Just in the US alone, beekeepers reported a 35% decrease in bee hives, after the last winter. The year before that, they lost another 30%. Similar losses of bee hives took place in countries like China, India, Brazil, Canada and European countries.
In most cases international organizations and agencies don’t do anything to stop this problem, which seems to be getting worse. After a hearing held by the House of Representatives last year, $5 million was allocated for research of the honeybees. Unfortunately, that sum dropped to half next year. Only $4 million was spent last year for research on the disappearance of honeybees, by universities from the United States.
The problem is that politicians don’t pay enough attention to the colony collapse disorder, and too much to the warming effect that our planet might endure because of the CO2 emissions. The colony collapse disorder is a more immediate threat, with the potential to threaten our food supply, diet and health. If the plants would no longer be pollinated, the effects on the agriculture would be devastating at an international level. These effects could appear in the next ten years or so.
Actually, the livestock feed, the vegetables and the fruits are there for us because of the pollination done by the honey bees. Around one third of all the food produced in America and over three quarters of all the fruits, vegetables, nuts, seeds, cotton, are pollinated by bees.
Since the government isn’t investing the proper sums into the research of the colony collapse disorder, the rate at which the bees disappear each year increases and soon we might find ourselves in a world where bees no longer pollinate the plants.
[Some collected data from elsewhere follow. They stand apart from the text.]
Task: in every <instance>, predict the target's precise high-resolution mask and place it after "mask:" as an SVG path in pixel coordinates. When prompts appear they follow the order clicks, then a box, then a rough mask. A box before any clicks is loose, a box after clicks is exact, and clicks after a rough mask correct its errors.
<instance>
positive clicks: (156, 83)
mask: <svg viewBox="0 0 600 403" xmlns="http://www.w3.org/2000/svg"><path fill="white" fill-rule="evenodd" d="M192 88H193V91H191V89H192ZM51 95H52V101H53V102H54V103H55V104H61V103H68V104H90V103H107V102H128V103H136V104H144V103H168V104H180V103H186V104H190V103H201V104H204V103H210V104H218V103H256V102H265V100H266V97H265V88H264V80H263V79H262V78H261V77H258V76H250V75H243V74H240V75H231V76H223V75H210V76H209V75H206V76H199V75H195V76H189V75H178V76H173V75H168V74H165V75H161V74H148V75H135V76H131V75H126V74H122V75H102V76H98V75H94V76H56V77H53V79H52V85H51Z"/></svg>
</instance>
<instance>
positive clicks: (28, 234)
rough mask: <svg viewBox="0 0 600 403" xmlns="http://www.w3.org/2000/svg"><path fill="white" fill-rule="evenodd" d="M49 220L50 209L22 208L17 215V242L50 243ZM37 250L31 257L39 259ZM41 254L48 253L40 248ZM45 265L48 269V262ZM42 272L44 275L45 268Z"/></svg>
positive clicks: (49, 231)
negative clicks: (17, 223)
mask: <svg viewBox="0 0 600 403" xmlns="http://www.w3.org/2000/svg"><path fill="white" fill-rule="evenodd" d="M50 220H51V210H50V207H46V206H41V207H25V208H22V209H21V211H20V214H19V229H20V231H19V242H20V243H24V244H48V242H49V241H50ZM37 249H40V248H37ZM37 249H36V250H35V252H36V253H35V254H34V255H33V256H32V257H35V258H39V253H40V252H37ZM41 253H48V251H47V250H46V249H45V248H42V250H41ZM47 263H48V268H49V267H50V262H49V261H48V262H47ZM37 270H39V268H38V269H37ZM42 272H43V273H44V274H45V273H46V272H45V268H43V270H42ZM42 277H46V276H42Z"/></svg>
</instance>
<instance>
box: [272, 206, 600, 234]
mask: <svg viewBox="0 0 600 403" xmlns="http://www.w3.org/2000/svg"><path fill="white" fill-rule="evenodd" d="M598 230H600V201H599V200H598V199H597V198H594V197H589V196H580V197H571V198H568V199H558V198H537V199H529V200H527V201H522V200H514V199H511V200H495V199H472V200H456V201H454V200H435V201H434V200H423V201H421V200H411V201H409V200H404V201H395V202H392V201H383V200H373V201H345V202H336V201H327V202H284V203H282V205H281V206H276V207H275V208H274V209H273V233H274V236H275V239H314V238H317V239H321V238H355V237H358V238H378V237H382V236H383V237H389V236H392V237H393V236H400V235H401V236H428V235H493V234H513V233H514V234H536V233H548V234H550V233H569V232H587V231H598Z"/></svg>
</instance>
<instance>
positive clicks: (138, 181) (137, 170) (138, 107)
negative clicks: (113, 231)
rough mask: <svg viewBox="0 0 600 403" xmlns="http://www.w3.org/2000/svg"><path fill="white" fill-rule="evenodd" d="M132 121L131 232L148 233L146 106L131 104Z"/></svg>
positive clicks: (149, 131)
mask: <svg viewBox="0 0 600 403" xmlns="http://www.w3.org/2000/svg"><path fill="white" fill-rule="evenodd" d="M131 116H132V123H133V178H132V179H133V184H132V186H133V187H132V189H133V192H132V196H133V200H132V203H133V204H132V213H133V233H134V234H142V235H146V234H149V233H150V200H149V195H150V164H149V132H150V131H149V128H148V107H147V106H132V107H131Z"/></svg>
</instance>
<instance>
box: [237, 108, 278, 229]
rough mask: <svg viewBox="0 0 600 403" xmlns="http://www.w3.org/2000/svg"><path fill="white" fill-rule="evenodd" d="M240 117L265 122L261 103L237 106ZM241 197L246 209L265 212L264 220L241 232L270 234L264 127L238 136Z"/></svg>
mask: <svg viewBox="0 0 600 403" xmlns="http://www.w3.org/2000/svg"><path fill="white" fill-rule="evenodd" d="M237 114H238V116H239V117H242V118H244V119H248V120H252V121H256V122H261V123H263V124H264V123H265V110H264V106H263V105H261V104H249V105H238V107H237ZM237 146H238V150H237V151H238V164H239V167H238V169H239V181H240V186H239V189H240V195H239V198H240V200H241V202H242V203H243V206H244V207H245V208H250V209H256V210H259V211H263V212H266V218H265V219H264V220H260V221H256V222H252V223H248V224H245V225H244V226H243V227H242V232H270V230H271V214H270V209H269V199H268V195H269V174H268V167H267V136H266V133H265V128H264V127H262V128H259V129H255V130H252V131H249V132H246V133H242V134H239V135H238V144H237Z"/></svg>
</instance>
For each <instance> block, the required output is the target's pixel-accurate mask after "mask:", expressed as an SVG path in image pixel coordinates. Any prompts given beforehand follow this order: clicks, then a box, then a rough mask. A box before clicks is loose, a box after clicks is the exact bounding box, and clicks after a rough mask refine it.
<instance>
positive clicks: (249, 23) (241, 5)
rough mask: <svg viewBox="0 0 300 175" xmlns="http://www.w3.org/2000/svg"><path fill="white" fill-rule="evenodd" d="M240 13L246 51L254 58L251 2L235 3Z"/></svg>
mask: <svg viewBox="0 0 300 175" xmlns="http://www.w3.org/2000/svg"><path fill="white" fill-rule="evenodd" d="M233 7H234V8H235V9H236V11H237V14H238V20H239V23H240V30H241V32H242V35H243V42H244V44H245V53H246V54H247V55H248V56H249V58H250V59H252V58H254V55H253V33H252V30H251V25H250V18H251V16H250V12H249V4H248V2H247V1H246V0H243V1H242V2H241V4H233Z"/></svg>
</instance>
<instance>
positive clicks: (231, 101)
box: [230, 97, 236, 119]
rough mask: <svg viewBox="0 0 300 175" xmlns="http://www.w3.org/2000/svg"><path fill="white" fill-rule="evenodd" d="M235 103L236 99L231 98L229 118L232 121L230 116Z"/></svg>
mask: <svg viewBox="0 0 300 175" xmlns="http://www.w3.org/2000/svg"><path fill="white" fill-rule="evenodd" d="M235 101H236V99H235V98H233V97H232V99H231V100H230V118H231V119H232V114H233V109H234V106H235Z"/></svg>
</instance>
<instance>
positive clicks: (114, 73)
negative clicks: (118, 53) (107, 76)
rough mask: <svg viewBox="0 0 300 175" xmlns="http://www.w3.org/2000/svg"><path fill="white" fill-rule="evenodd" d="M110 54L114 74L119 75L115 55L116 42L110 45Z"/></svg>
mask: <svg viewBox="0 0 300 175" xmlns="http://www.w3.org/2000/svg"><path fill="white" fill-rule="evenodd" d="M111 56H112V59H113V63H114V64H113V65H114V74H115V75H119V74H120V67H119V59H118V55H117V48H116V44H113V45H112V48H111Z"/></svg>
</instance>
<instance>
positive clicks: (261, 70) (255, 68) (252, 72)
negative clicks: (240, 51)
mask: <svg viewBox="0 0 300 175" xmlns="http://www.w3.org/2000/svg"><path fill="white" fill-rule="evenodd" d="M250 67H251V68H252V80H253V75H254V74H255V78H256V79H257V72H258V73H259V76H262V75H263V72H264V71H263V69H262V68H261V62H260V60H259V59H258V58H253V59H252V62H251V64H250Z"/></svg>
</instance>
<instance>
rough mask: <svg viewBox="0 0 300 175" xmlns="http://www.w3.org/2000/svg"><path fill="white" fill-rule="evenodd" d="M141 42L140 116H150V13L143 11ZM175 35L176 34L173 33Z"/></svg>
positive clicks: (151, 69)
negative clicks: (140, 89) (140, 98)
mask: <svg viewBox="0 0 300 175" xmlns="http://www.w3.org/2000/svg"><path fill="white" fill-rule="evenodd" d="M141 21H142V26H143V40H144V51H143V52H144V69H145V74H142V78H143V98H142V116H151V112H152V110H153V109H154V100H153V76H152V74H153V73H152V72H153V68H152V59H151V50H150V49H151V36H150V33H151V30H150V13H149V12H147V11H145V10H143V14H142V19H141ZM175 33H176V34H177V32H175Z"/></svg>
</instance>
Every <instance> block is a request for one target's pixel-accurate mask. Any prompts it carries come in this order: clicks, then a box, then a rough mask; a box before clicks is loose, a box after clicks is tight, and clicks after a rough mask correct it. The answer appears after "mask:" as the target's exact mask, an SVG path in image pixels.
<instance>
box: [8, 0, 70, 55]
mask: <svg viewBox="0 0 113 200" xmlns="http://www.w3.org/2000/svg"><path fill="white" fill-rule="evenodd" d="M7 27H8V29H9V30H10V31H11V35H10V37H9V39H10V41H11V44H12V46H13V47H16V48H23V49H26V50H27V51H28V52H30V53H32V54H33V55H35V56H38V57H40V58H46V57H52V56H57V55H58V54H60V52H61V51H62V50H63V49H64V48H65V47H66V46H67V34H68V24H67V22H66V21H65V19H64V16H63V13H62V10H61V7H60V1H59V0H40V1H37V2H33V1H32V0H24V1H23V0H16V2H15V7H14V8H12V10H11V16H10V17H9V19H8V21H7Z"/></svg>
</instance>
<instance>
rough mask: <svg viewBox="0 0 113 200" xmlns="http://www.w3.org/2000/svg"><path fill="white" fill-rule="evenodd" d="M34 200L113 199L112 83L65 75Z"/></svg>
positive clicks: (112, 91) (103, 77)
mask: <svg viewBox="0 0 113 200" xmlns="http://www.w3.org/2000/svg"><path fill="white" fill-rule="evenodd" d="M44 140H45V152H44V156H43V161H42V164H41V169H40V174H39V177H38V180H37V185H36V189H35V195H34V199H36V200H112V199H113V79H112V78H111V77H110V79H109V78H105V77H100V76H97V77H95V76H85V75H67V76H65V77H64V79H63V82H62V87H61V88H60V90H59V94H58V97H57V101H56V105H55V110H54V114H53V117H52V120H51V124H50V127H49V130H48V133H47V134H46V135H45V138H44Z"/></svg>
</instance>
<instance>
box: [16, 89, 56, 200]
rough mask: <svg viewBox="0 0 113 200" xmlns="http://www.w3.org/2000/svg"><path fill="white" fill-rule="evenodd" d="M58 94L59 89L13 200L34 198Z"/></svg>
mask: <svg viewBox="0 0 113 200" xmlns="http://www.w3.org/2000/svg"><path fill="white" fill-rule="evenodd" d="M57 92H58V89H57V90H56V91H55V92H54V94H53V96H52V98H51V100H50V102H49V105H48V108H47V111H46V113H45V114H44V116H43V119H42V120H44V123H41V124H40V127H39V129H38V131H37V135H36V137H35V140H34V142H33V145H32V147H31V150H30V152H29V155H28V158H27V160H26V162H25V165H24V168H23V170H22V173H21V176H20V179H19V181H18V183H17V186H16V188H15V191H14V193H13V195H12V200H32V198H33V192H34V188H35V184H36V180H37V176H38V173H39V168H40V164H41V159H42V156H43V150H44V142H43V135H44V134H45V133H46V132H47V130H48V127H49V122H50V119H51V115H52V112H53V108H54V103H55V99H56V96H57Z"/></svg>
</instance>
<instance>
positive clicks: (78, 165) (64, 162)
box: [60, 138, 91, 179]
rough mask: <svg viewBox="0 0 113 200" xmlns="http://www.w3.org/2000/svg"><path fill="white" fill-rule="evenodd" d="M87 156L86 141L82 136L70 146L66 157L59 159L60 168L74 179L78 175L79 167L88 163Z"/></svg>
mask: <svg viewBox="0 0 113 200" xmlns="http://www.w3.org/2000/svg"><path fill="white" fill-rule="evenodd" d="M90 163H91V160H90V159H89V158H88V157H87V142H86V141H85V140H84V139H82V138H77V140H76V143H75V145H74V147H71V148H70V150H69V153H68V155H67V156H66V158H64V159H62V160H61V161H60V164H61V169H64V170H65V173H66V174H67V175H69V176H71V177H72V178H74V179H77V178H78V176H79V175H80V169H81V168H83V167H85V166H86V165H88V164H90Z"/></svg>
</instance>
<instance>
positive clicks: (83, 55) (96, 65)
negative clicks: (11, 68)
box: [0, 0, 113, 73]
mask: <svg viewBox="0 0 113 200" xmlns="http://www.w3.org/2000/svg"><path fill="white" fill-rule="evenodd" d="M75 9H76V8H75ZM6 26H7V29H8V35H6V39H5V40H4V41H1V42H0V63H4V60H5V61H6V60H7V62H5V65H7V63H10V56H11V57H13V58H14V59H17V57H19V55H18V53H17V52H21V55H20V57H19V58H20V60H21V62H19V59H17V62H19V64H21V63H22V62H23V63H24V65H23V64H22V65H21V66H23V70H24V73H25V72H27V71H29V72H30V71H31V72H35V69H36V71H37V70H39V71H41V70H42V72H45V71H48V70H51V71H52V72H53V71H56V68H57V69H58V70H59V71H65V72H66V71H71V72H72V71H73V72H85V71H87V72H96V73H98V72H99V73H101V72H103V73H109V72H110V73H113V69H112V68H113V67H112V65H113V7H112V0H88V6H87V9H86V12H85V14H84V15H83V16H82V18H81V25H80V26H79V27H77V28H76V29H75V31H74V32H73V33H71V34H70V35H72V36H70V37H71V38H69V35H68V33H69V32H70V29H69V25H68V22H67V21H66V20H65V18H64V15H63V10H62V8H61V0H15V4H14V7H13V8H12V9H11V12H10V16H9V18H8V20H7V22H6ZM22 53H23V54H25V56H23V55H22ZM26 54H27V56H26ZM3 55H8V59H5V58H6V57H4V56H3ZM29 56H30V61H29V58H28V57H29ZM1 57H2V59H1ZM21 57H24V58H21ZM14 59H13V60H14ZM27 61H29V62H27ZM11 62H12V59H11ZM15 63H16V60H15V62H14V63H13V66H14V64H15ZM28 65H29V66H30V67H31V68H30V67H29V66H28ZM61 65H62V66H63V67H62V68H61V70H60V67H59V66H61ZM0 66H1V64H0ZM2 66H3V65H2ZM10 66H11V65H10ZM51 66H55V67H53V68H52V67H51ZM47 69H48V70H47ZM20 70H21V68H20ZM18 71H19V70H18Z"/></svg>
One example of what the future might bring can be seen in a county from China, where the overuse of pesticides and the increased harvesting of honey made all the pollinators leave the area. Now, people from the area need to manually pollinate the apple and pear trees, since bees no longer do their job. In this area, thousands of people climbed the trees each spring for the last twenty years or so, using pollination sticks and spreading the pollen on the blossoms of the trees. Such a future would be horrible for our agriculture and human bees could not replace the missing honey bees.
Not only would this be difficult to do, but it would be expensive as well. Instead of using the free services of the honey bees, we would need to hire people. Estimates put this cost anywhere between fourteen and ninety two billion only in the US, without taking into consideration the rest of the world.